「レトロ自販機」絶滅の危機 うどんやハンバーガー…希少価値で遠方から来客も (3/3ページ)

佐原商店のうどん・そば自販機。40年以上にわたって人々に親しまれた=3月7日、秋田市
佐原商店のうどん・そば自販機。40年以上にわたって人々に親しまれた=3月7日、秋田市【拡大】

 再生産は不可能

 レトロ自販機の人気で、生産復活を望む声もあるが、75~95年まで、うどん・そば自販機を製造した富士電機広報IR部は「今は生産できる人や設備がない」としている。75~78年までトーストサンド自販機を製造した太平洋工業も同様に生産できないという。

 各社とも売り切りで、どこで稼働しているのか把握できておらず、メーカーのアフターサービスも終了し、修理業者も全国にわずかというのが実情だ。

 自販機卸売業の関東自動機器(埼玉県坂戸市)にも、人気が出ており、レトロ自販機を使いたいというニーズが増えているが、岡田有吉社長は「しっかりした自販機を提供しないと信頼を失うため、市場に再投入できるものは限られる」と話す。

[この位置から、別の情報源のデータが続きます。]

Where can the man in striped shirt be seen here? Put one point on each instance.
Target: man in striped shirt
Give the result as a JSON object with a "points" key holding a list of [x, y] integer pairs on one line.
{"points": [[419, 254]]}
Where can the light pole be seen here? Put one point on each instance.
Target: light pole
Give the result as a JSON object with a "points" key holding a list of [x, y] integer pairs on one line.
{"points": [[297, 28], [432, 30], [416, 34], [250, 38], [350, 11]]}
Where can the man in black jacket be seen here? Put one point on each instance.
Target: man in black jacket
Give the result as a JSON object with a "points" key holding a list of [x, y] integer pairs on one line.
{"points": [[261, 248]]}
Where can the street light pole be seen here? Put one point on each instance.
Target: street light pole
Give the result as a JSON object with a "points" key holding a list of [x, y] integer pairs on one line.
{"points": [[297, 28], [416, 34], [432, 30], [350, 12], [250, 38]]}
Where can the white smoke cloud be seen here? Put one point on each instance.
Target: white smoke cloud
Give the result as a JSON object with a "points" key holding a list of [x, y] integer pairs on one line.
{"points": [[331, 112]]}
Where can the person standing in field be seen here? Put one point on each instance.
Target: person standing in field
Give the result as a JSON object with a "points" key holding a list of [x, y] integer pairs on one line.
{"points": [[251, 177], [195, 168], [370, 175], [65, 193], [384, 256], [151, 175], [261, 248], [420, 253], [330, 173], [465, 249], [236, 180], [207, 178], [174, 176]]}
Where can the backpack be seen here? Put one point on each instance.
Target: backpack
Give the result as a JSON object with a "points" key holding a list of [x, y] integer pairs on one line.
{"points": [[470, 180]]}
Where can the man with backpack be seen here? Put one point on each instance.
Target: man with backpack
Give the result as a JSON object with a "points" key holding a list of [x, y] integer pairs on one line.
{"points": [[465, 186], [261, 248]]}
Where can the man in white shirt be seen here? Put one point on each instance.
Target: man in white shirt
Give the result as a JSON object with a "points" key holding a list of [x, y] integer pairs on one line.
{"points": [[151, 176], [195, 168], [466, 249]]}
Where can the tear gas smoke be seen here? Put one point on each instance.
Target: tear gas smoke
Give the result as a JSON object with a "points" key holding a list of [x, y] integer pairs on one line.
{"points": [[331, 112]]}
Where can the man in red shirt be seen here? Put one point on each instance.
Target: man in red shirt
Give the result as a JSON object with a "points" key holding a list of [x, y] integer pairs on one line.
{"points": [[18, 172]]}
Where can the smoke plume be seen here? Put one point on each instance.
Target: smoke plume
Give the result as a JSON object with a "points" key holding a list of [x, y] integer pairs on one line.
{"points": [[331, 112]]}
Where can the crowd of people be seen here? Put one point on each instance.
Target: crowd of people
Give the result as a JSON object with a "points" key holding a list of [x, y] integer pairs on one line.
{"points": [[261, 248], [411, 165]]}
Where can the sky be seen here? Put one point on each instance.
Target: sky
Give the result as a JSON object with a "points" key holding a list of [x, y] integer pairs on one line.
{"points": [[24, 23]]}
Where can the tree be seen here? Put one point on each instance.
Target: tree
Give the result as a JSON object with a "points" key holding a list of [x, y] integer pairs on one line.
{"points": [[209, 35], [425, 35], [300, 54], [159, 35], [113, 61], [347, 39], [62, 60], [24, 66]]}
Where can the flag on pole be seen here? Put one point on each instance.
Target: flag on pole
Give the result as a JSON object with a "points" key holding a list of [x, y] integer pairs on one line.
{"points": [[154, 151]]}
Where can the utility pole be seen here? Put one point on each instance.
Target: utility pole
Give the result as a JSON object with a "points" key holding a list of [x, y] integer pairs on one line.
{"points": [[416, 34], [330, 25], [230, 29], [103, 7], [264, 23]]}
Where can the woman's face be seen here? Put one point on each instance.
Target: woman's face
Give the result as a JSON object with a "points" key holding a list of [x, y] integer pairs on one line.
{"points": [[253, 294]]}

 今では24時間営業のコンビニエンスストアが各地に広がり、食べることに困らなくなり、レトロ自販機の役目は終わり、絶滅する方向へ向かっている。その一方で、昭和レトロの懐かしい味を求める人たちが増えているのも事実だ。レトロ自販機には、なくなればなくなるほど、人々を魅了する不思議さがある。(黄金崎元)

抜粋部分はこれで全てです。